Patient perspectives on commissioning

South Bank University

Professor Bob Sang

What do patients think about commissioning? Are patients even aware what commissioning is?

I’d guess that the public are largely unaware what commissioning is and more importantly, of the current threat that the healthcare reform agenda splits between public accountability in the democratic sense and the denial of a real patient-centred approach through the possible adoption of quasi-consumerist, marketised commissioning systems.

As to patients, they commission every day - through the agency of their GPs; by self-care and self-referrals etc. Too little attention has been given to learning from this day-to-day experience which, in business terms, impacts on 85% of NHS spending on the 10% of the population with long-term conditions or disabilities.

There is a growing movement among such people, including an alliance with those promoting personal care budgets, person-centred planning and crucially, the Wanless Reports’ ‘fully engaged’ scenario to create continually grounded and collaborative approach to commissioning.

So what is the way forward to involve patients in commissioning? Until now, public and patient involvement has focused on voice and influence, and not role and capability. This has enabled policy pundits and other vested interests to come up with meaningless proxies for patient involvement (such as the use of surveys, population needs analysis etc.). In other words, the marketers and their public policy adherents have both got it wrong!

By enabling people to take on an active role, in personal and community health - building on successes like the Expert Patient Programme, In Control, and the independent living movement; and increasingly initiatives in acute care like the co-design of cancer services and acute mental health services - we have an opportunity to develop genuine ownership of local healthcare plans, while addressing the inevitably contentious business of deciding priorities from the bottom up. After all, this is meant to be a patient-led NHS. Isn’t it?

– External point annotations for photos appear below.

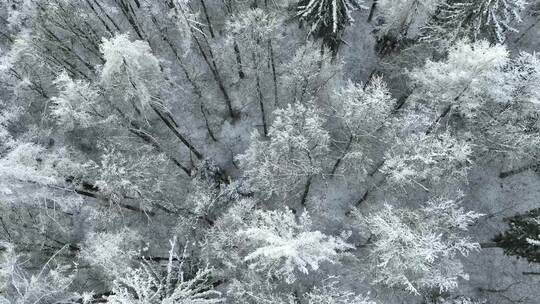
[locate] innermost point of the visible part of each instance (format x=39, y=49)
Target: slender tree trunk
x=261, y=99
x=534, y=167
x=306, y=192
x=171, y=124
x=238, y=57
x=340, y=159
x=490, y=244
x=274, y=76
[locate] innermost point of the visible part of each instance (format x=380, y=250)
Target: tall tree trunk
x=306, y=192
x=372, y=10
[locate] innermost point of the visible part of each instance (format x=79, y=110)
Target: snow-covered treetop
x=285, y=246
x=419, y=249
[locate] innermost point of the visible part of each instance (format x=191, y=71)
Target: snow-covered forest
x=270, y=151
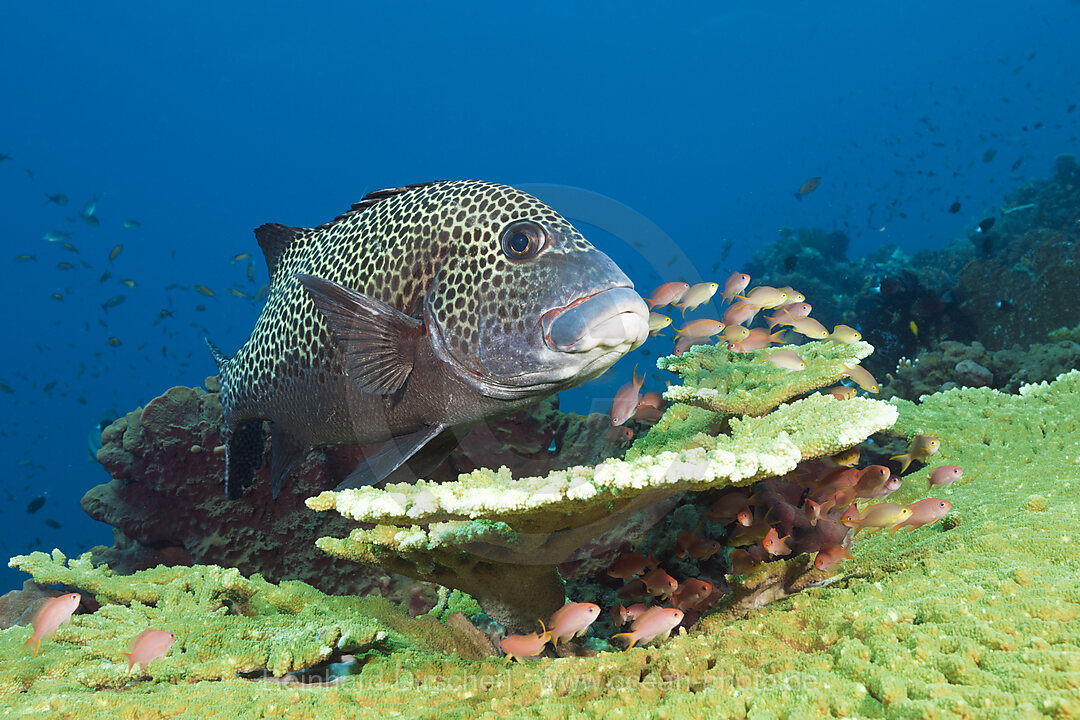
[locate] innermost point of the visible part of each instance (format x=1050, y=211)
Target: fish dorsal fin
x=378, y=342
x=379, y=195
x=273, y=239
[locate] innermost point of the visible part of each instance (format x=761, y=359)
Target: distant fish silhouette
x=807, y=188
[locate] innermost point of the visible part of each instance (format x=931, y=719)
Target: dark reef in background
x=1006, y=288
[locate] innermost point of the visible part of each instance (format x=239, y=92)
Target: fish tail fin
x=37, y=642
x=243, y=454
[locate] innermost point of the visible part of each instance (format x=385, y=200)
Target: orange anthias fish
x=786, y=313
x=841, y=392
x=149, y=646
x=807, y=188
x=845, y=335
x=736, y=283
x=655, y=623
x=921, y=447
x=572, y=620
x=774, y=544
x=524, y=647
x=765, y=296
x=667, y=294
x=626, y=399
x=881, y=515
x=698, y=295
x=52, y=614
x=700, y=328
x=809, y=327
x=925, y=512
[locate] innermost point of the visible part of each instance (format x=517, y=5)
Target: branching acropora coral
x=499, y=538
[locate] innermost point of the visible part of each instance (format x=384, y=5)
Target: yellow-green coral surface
x=977, y=616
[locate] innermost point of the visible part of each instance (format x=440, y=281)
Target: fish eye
x=523, y=240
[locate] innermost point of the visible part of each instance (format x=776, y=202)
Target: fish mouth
x=609, y=318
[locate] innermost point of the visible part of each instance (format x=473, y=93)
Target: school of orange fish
x=790, y=312
x=818, y=503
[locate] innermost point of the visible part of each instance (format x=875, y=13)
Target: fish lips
x=608, y=318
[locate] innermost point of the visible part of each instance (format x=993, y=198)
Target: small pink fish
x=925, y=512
x=944, y=476
x=667, y=294
x=765, y=296
x=841, y=392
x=736, y=333
x=774, y=544
x=786, y=313
x=626, y=399
x=809, y=327
x=656, y=622
x=736, y=283
x=739, y=313
x=698, y=295
x=845, y=335
x=756, y=340
x=524, y=647
x=920, y=448
x=51, y=615
x=149, y=646
x=572, y=620
x=700, y=328
x=880, y=515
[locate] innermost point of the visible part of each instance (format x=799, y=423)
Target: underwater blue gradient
x=203, y=121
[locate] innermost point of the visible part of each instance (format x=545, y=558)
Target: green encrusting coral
x=977, y=616
x=500, y=538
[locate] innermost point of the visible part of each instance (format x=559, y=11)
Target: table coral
x=499, y=538
x=977, y=617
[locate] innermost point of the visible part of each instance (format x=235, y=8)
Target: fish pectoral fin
x=378, y=341
x=390, y=457
x=286, y=449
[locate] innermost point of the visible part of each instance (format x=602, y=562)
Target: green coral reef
x=499, y=538
x=976, y=616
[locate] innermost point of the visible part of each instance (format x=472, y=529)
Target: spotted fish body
x=418, y=313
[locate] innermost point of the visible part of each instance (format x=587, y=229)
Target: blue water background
x=202, y=121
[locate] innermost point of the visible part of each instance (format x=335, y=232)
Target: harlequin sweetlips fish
x=419, y=313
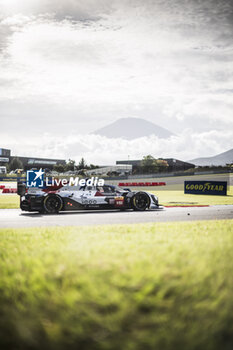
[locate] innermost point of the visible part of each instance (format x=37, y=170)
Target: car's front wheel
x=140, y=201
x=53, y=204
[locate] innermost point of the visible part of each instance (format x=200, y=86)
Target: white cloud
x=169, y=62
x=101, y=150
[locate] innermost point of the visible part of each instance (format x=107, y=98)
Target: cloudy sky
x=70, y=67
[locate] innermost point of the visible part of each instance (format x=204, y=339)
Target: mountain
x=220, y=159
x=132, y=128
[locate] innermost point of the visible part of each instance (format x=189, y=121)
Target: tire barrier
x=139, y=184
x=9, y=190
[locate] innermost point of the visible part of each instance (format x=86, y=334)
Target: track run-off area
x=15, y=218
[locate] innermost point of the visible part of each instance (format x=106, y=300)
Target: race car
x=63, y=198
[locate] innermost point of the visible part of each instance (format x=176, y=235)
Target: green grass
x=165, y=198
x=132, y=287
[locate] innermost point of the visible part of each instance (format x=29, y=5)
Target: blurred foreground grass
x=154, y=286
x=166, y=197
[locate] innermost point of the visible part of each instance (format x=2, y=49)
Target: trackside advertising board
x=206, y=187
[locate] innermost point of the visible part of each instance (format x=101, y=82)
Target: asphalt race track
x=15, y=218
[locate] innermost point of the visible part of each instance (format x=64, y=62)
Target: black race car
x=54, y=199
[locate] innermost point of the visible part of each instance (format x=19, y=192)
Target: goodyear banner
x=206, y=187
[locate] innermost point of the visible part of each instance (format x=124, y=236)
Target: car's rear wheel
x=53, y=204
x=140, y=201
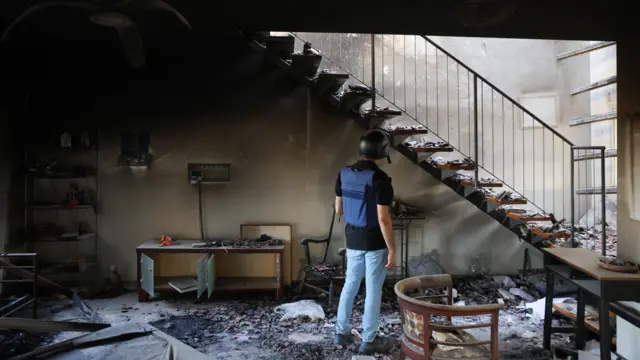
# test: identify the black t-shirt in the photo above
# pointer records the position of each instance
(361, 238)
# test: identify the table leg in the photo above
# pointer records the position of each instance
(406, 250)
(142, 295)
(605, 331)
(402, 265)
(280, 277)
(580, 333)
(548, 310)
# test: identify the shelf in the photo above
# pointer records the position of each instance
(61, 176)
(246, 283)
(52, 239)
(59, 207)
(585, 49)
(596, 155)
(67, 268)
(225, 284)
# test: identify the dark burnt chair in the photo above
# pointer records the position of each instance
(322, 277)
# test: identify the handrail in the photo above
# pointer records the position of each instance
(496, 89)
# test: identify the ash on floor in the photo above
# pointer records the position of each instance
(252, 329)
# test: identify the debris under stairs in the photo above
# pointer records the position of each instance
(350, 96)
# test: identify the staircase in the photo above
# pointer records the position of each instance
(445, 118)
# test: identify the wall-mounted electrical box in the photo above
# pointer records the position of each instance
(209, 173)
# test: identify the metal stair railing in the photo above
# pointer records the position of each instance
(457, 105)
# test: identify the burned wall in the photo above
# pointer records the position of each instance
(628, 56)
(6, 169)
(434, 89)
(286, 148)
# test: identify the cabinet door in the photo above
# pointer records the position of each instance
(202, 275)
(147, 274)
(210, 275)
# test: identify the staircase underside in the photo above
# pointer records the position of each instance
(593, 118)
(586, 49)
(534, 228)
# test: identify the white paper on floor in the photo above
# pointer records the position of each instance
(301, 309)
(592, 351)
(538, 306)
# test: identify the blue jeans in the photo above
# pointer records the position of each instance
(370, 265)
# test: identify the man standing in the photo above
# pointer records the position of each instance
(364, 195)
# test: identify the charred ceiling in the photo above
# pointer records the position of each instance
(569, 19)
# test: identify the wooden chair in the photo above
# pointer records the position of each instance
(418, 323)
(329, 274)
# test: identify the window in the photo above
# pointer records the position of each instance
(542, 105)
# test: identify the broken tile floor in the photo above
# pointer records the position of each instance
(251, 329)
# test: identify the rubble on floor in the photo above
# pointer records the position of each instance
(392, 128)
(427, 145)
(439, 160)
(250, 327)
(13, 343)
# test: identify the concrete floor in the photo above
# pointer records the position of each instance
(250, 329)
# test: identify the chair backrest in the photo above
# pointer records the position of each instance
(416, 317)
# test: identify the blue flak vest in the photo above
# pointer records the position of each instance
(358, 198)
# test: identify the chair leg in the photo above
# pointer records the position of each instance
(331, 289)
(301, 286)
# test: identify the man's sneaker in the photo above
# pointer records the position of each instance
(341, 339)
(381, 345)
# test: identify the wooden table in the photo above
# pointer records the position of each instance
(148, 283)
(579, 266)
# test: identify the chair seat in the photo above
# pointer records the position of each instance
(328, 271)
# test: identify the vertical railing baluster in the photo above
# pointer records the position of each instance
(404, 69)
(475, 121)
(553, 172)
(513, 139)
(393, 62)
(573, 203)
(415, 78)
(426, 82)
(493, 136)
(603, 199)
(482, 118)
(373, 77)
(446, 73)
(458, 101)
(469, 108)
(437, 95)
(504, 158)
(544, 168)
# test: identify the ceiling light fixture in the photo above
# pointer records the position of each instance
(111, 19)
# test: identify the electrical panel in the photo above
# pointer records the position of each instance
(215, 173)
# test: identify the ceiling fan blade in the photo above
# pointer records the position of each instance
(161, 5)
(480, 13)
(39, 7)
(133, 45)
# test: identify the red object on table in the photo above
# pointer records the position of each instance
(165, 241)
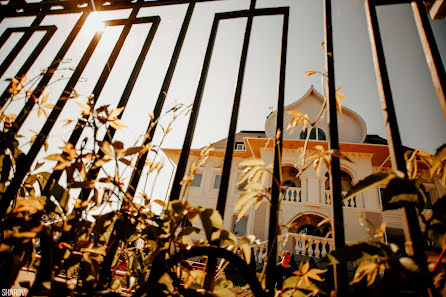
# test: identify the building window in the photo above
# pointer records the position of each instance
(241, 187)
(196, 182)
(240, 146)
(239, 227)
(318, 134)
(217, 181)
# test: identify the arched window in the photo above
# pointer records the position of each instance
(318, 134)
(346, 181)
(321, 134)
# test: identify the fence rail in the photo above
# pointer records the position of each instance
(307, 245)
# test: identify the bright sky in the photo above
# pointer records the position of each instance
(420, 119)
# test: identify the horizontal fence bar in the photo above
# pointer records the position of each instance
(29, 9)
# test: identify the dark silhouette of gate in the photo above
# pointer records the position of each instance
(17, 8)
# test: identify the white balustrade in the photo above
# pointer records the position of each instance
(260, 251)
(292, 194)
(351, 202)
(305, 245)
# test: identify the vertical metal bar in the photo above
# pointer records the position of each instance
(93, 173)
(50, 30)
(226, 172)
(273, 230)
(136, 174)
(340, 270)
(431, 52)
(24, 164)
(19, 46)
(184, 156)
(5, 36)
(50, 72)
(414, 237)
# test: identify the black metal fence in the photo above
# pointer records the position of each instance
(40, 10)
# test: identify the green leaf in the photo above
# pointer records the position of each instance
(368, 182)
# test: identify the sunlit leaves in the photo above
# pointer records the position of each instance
(31, 205)
(339, 98)
(438, 166)
(17, 85)
(367, 270)
(303, 281)
(296, 119)
(310, 73)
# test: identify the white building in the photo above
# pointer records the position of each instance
(306, 201)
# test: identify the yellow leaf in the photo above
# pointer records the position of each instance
(85, 108)
(339, 98)
(368, 269)
(117, 124)
(310, 73)
(44, 98)
(246, 249)
(107, 149)
(115, 113)
(305, 267)
(29, 205)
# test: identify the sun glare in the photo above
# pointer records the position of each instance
(95, 22)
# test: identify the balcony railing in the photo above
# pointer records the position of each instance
(292, 194)
(304, 245)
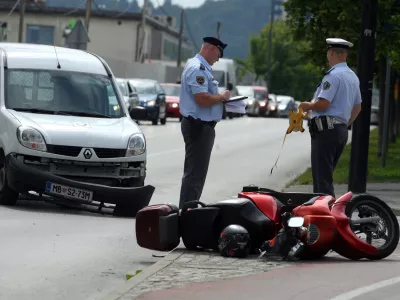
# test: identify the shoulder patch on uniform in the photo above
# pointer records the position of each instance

The current local government bill on public involvement in health gives the opportunity for active engagement in health improvement, which explains the marketeers’ desperate attempts to outsource end-to-end commissioning before it is too late. However, criticism of the proposed Local Involvement Networks (LINKs) is valid - see the robust interrogation of the minister responsible in the recent Health Select Committee report on PPI (April 2007 HC 278-1).

For commissioning to succeed in the longer run, it must achieve trustworthy patient and public engagement in two respects. Firstly, a much higher order of community governance, using the new Local Area Agreements, linked explicitly to practice-based commissioning. Secondly, through day-to-day active involvement of people with long-term conditions and disabilities in improving the effectiveness of treatment and care, enabling them to enhance their social and economic contributions to the wider health improvement, social inclusion and service improvement.